Santa Rita also makes a cheap "table wine" called 120. The grapes for Santa Rita's 120 series of wines are grown in the central Chilean valleys, versus the lush and temperate Maipo Valley area for the rest of the finer wines. The 120's are OK, they're a little more bitter and they don't have the smooth taste and the pleasant after taste of the Medalla Real's or the Reserva's. Still, for around $6 bucks a bottle, it's a good table wine.
I like the Santa Rita wines, especially their Reserva Cab, an awful lot. They're a great bargain with great taste.
Some of our favorite white wines are the ones from Chalk Hill from Sonoma County. Owned by noted lawyer, avaitor and vintner Fred Furth and his wife, Peggy, Chalk Hill has turned out some great wines for a number of years.
We're partial to Chalk Hills Chardonnay's and their Sauvignon Blanc's, especially when we eat seafood dishes. Their Sauvignon's are dry, but not too dry where you can't taste the fruit. And their Chard's are smooth without the sour aftertaste that some Chardonnay's can have.

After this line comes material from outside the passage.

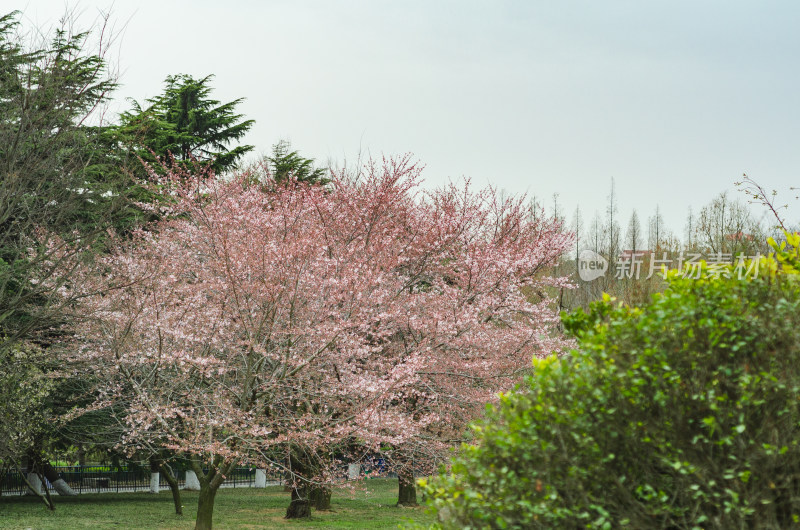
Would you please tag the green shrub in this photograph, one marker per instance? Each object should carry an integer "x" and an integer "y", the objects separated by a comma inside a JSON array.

Chalk Hill Winery is in a hilly section of Sonoma County where the Furth's have used contour farming to use large amounts of their acreage for the grapevines. Cindy and I tried to visit the Chalk Hill Winery on our trip to California a few years ago, but they weren't set up for visitors at that time. It now appears that you can make reservations to go to Chalk Hill for tours, tastings and even a culinary tour and tasting.
Chalk Hill wines are tough to find in the Midwest, but you can order directly from Chalk Hill on line.

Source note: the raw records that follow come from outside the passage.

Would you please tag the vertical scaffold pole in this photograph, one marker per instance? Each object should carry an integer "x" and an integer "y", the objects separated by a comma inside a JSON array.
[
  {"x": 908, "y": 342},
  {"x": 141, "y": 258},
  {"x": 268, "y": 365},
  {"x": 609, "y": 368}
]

One of our favorite wines for special occasions is Judd's Hill from just outside St. Helena, CA in Napa Valley. They made a great cabernet sauvignon in 2001 that is rich and robust. But, then again, I've never had a Judd's Hill wine that was that way.
We were first introduced to Judd's Hill when one of my manufacturers took Cindy and I out for dinner at The Captain's Table restaurant along the river in Moline, IL. He had been to the winery before and ordered a couple bottles of wine. It was great, to say the least.
When Cindy and I made our trip out to California's wine region in 1999, we stopped outside St. Helena and called up the Judd's Hill winery. Bunnie Finkelstein - seriously, that's her name - answered the phone and we told her we were from Iowa and asked if we could possibly stop by the winery. She told me, "Oh, goodness. It's just me and a couple of our workers here today and we're out in the fields tending to the vines." She said that any other day, we'd be welcome, but today was not good.
She asked where in Iowa we were from and how we ended up hearing about Judd's Hill as it was not available in Iowa. I told her that we were from Davenport and she immediately said, "Oh, you get your wine at Gendler's!"
I said, "Yes! Do you know about Gendler's?"
She then told me that her husband, Art (at right, picture by Bill Hunter), grew up in Rock Island and moved to Los Angeles after college to become an architect. She said that they both had a love for making wine and they decided about 25 years prior to move to Napa Valley.
It turns out that Art was also instrumental in developing the Whitehall Lane winery with his brother. Whitehall Lane is also one of our favorite wineries, too. Art did some consulting work on the side and worked at the winery when time allowed.
They sold it in 1988 and Art ended up buying 14 acres near St. Helena to start up Judd's Hill. Whitehall Lane was producing about 30,000 cases a year, Art wanted to produce only about a tenth of that annually.
Judd's Hill is named after their only child, Judd (left), and at the time we were there they were only producing 400 to 500 cases of wine a year. It think their ouput is now close to the 3000 cases Art was looking to produce each year.